Auch der Rest Kataloniens ist von der Dürre betroffen. Zahlreiche Stauseen, die unter anderem die Trinkwasserversorgung der Millionenstadt Barcelona sicherstellen, haben historische Tiefststände erreicht - und werden zunehmend zu kuriosen Ausflugszielen, da die einst überschwemmten Weiler und Dörfer nach und nach wieder zum Vorschein kommen. Schon vor Monaten haben die katalanischen Behörden erste Sparmaßnahmen beschlossen. Eine davon betrifft das Springbrunnen-Spektakel Font Màgica mit Musik und Licht-Show, dem in Barcelona üblicherweise allabendlich hunderte wenn nicht tausende Schaulustige beiwohnen: Bis auf weiteres liegt der Brunnen trocken.
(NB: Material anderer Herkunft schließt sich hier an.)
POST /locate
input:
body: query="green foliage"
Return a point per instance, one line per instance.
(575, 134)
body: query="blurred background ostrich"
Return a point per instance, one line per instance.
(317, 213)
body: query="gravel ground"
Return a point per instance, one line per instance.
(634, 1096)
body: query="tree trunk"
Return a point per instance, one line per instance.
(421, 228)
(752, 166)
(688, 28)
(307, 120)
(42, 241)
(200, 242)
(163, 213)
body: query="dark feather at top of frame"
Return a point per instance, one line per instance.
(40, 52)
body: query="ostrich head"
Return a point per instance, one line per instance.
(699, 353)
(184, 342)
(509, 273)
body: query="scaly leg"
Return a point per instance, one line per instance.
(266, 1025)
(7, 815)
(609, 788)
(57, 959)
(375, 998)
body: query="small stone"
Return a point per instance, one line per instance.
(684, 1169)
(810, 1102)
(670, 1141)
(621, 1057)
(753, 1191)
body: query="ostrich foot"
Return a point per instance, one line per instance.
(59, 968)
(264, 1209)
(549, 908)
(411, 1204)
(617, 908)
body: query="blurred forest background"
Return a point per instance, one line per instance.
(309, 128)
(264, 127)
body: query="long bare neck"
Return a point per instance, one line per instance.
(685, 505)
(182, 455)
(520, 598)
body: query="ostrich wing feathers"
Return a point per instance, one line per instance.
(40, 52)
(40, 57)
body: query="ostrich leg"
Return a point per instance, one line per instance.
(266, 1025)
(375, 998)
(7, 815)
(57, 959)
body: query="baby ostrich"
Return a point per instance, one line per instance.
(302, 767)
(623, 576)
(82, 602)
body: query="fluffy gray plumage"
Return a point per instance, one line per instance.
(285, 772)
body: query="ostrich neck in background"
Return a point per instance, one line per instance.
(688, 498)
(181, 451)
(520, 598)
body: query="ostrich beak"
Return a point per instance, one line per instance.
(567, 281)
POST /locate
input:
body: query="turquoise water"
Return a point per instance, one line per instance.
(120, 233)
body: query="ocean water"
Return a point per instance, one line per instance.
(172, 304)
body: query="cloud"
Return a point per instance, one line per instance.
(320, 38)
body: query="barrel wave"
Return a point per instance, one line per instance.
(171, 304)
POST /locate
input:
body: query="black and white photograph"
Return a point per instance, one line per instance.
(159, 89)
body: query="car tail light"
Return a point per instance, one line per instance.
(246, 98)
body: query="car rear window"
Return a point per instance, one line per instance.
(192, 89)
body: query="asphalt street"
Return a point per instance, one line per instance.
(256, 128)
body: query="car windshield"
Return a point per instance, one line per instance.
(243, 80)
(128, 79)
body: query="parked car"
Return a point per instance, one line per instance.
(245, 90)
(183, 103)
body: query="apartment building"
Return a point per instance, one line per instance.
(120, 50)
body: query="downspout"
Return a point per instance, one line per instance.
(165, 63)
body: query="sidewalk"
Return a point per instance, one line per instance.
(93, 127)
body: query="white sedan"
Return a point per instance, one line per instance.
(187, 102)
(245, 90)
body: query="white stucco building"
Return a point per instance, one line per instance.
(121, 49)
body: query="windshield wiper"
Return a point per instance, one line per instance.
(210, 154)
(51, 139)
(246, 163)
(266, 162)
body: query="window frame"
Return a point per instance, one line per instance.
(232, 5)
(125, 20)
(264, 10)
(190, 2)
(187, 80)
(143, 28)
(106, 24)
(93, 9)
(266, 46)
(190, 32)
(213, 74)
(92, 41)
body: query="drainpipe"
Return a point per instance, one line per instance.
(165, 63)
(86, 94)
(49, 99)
Etwas entspannt hat sich die Lage derweil knapp 200 Kilometer südöstlich auf der Ferieninsel Mallorca. In weiten Teilen der Insel hatte zuletzt Dürrealarm geherrscht und es gab Befürchtungen, die bevorstehende Tourismussaison könnte die ohnehin schon knappen Wasserressourcen vollends erschöpfen. Ende Februar zog dann allerdings das Unwetter Juliette über die Insel und brachte reichlich Regen und sogar Schnee mit sich. Manche Wetterstationen verzeichneten fünfmal so viel Niederschlag wie im Durchschnitt. Nachdem die Pegel auch in den Stauseen auf Mallorca monatelang gesunken waren, liegen sie nun bei 90 Prozent des Fassungsvermögens.

Auf diesen Anblick müssen Touristen zur Zeit verzichten: Der Brunnen Font Mágica in Barcelona führt kein WasserBild: Luis Miguel Lopes Pina/Zoonar/picture alliance

In Norditalien kann man derweil weiterhin nur auf Regen hoffen. Meteorologe Mattia Gussoni sieht derzeit allerdings keine Anzeichen dafür. "Der bervorstehende Sommer droht sehr schwierig zu werden", sagt er. Zumal selbst ein paar Regentage nicht ausreichen würden, um das Defizit auszugleichen. "Dafür müsste es schon den kompletten Frühling hindurch regnen", sagt er. "Wir haben es hier mit dem dramatischsten Effekt des Klimawandels zu tun."